The Garda found no suspicious marks on Moore’s body, but he had lain there for several weeks, and was discovered only because a passer-by noticed that the occupant of the house had Christmas decorations up, months after the holiday season.
It was discovered that Moore was originally from Salford in the UK and had “kept himself to himself” while living in Wexford.
Gardaí initially struggled to trace Moore’s relatives, but two brothers and a small number of other people – about a dozen, not all of whom knew him – attended his funeral a few weeks later. Among those who helped transfer his coffin to the hearse were two journalists covering the event.
Cases like Alan Moore’s are rare but the number of people living alone, and the growth of emigration, means relatives are not always present when a funeral takes place.
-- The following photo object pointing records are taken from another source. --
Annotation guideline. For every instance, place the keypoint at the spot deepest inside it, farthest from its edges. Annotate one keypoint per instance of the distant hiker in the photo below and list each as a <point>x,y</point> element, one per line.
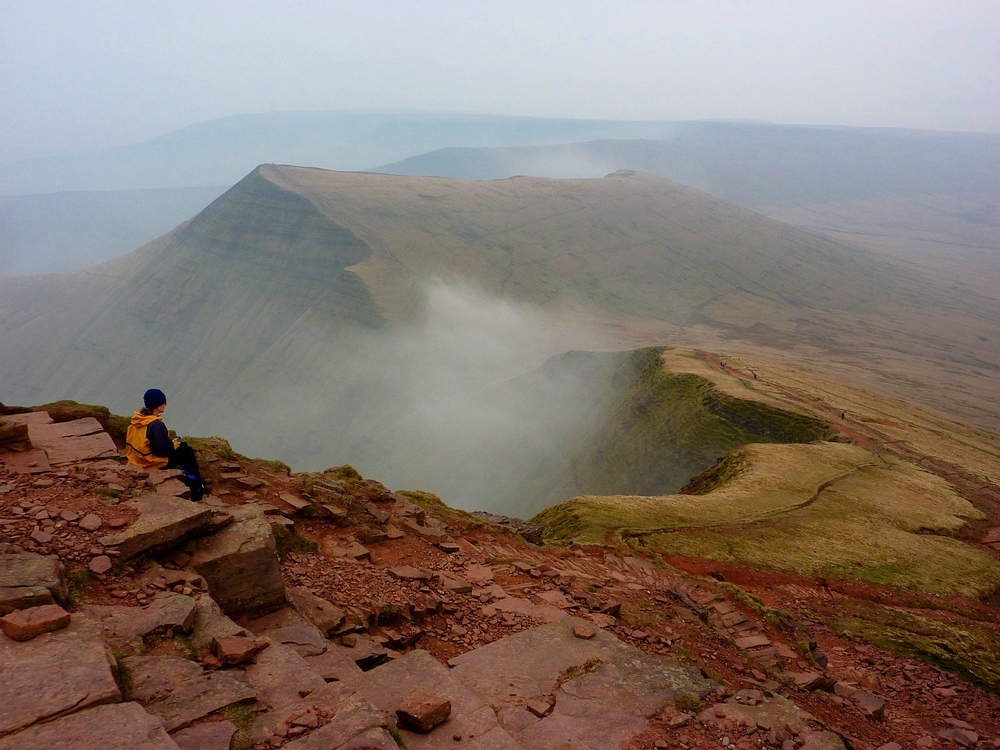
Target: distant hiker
<point>148,444</point>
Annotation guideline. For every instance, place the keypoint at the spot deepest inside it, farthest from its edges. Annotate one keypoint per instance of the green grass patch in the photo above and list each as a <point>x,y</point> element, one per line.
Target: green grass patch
<point>690,703</point>
<point>970,651</point>
<point>821,509</point>
<point>345,473</point>
<point>274,467</point>
<point>396,736</point>
<point>752,602</point>
<point>186,647</point>
<point>578,670</point>
<point>430,501</point>
<point>242,717</point>
<point>212,447</point>
<point>77,582</point>
<point>126,680</point>
<point>288,539</point>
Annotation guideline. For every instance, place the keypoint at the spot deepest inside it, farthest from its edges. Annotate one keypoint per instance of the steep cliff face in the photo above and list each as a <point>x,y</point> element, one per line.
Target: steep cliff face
<point>190,310</point>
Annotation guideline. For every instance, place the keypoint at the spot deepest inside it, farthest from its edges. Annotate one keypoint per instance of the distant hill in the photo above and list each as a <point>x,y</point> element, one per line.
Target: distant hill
<point>58,232</point>
<point>221,152</point>
<point>323,317</point>
<point>929,199</point>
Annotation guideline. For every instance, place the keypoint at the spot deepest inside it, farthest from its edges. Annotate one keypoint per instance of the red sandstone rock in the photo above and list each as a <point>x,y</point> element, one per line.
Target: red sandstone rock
<point>25,624</point>
<point>235,649</point>
<point>421,712</point>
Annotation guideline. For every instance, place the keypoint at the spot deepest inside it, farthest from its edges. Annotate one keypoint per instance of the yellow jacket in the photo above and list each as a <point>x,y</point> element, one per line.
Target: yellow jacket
<point>137,449</point>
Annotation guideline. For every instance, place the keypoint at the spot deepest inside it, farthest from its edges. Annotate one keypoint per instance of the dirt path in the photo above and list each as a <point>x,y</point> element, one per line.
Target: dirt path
<point>985,497</point>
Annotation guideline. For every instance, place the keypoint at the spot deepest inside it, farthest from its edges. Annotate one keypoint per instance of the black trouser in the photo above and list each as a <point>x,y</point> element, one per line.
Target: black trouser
<point>183,458</point>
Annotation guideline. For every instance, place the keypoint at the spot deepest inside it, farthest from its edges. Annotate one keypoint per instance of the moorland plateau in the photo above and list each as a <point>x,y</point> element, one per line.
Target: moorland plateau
<point>806,414</point>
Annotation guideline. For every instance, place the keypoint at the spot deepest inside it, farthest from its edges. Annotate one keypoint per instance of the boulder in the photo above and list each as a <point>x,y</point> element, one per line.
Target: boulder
<point>164,522</point>
<point>354,718</point>
<point>281,677</point>
<point>304,639</point>
<point>419,672</point>
<point>210,623</point>
<point>123,726</point>
<point>240,564</point>
<point>91,522</point>
<point>179,693</point>
<point>52,675</point>
<point>25,624</point>
<point>70,442</point>
<point>235,649</point>
<point>212,735</point>
<point>408,573</point>
<point>604,689</point>
<point>334,664</point>
<point>155,677</point>
<point>421,711</point>
<point>30,580</point>
<point>126,627</point>
<point>321,613</point>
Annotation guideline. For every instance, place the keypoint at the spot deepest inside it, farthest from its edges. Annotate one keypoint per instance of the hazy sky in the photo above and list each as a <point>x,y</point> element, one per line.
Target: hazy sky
<point>85,74</point>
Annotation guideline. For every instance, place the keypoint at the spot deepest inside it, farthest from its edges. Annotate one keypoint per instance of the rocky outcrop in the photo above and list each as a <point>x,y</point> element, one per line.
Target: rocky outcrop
<point>125,726</point>
<point>52,675</point>
<point>164,522</point>
<point>240,564</point>
<point>30,580</point>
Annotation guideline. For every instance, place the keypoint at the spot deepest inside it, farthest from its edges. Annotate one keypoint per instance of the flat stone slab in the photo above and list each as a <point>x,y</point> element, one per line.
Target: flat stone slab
<point>28,417</point>
<point>179,694</point>
<point>281,677</point>
<point>325,616</point>
<point>212,735</point>
<point>127,626</point>
<point>210,623</point>
<point>52,675</point>
<point>387,687</point>
<point>334,665</point>
<point>155,677</point>
<point>354,718</point>
<point>27,462</point>
<point>603,689</point>
<point>164,522</point>
<point>305,640</point>
<point>25,624</point>
<point>240,565</point>
<point>123,726</point>
<point>69,442</point>
<point>776,711</point>
<point>30,580</point>
<point>753,641</point>
<point>544,613</point>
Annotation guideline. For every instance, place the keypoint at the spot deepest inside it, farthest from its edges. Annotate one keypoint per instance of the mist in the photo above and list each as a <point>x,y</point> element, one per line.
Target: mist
<point>467,403</point>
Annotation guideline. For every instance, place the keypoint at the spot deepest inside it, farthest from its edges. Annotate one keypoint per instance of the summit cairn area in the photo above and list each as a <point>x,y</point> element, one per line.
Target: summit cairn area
<point>322,611</point>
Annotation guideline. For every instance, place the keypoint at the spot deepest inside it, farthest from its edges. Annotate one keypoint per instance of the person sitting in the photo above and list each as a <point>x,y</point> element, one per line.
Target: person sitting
<point>148,444</point>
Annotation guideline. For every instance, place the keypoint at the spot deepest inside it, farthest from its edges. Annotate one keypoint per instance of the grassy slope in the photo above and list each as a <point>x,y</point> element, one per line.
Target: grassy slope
<point>818,509</point>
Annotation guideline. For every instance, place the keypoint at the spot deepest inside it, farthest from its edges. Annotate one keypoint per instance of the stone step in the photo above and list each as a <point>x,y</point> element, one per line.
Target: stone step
<point>240,564</point>
<point>123,725</point>
<point>164,522</point>
<point>51,675</point>
<point>28,579</point>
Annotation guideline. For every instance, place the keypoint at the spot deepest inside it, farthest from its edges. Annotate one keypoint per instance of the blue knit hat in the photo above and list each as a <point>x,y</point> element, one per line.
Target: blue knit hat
<point>153,398</point>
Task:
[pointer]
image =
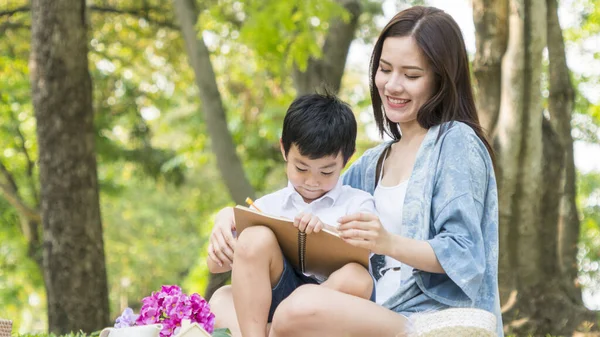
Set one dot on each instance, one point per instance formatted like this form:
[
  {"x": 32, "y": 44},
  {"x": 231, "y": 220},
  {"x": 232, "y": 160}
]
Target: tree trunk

Usually when organising funeral services, funeral directors follow instructions handed to them by family or set out in a will. But what can they do if the deceased’s family or friends cannot be traced and no mourners are expected?
Gus Nichols has been the managing director of one of Dublin’s oldest funeral firms, JC Nichols, for 16 years, and he has organised funerals where no guests have been present.
The 2011 Census revealed that a quarter of people over the age of 65 and almost half of those over the age of 85 are living alone, and Nichols has noted a slight increase in the number of pre-arranged funerals and services with no mourners.
“It’s unusual that you can’t trace relatives but sometimes relatives can be found who want nothing to do with the person. Then you have a little bit of an issue. But ultimately the body won’t stay there for months and months,” he says.
If the deceased has not left a will or family members are unable or unwilling to help plan the arrangements, funeral directors have to take things into their own hands. Particularly in urban areas, where neighbours tend to be people who live next door rather than close acquaintances, it can be almost impossible to glean information about the deceased’s preferences.
In that case, elements such as flowers and music have to be kept to a minimum and the service tends to be very simple, says Nichols, who has also served as president of the International Federation of Funeral Operatives.